The tapered close-fitting valve plug 30, preferably ground into seated position within cap 20, is rotated to its two valving positions within the cap by handle 31. Positioning of the valve by handle 31 operates to control fluid flow throughout the pressure system of the gun, as will hereafter be described. The caps 20 and 21 as well as the valve plug 30 are preferably molded from plastic for lightness while tubular sections 18 and 19 are formed from thin steel or from aluminum of a thickness found suitable for the purpose.
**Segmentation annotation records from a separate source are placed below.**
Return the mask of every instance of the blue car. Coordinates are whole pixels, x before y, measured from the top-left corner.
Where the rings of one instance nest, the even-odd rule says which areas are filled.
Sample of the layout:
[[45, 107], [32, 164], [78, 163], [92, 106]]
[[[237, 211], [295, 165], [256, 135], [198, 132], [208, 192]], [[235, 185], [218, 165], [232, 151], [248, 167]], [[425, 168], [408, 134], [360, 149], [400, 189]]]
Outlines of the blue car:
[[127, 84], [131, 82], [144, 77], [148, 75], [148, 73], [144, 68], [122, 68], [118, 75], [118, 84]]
A plastic sleeve 32 preferably of some color and closely telescoped over tube 18, operates to protect the surface of the tube from damage.
The closely fitting tapered valve plug 30 is forcefully drawn into and maintained in its shown seated position within cap 20 as by a spider spring washer 35 as the washer is compressed between washers 36, 37 and 38 as nut 39 is tightened. This nut 39 is threaded over the end of a metallic tubular insert 43 preferably molded within the valve plug 30 as shown and includes a pressure relief valve assembly generally designated 44. The cupped washer 38 is positioned to straddle the base of the valve plug 30 and is compressed by spring washer 35 into pressure sealing relation against the sealing washer 26. This arrangement operates to apply the spring load from washer 38 outwardly to the surface of cap 20 as the valve plug is yieldably drawn by nut 29 into its seated position within the cap. This cap and valve assembly may be pressure tested before assembly within the gun.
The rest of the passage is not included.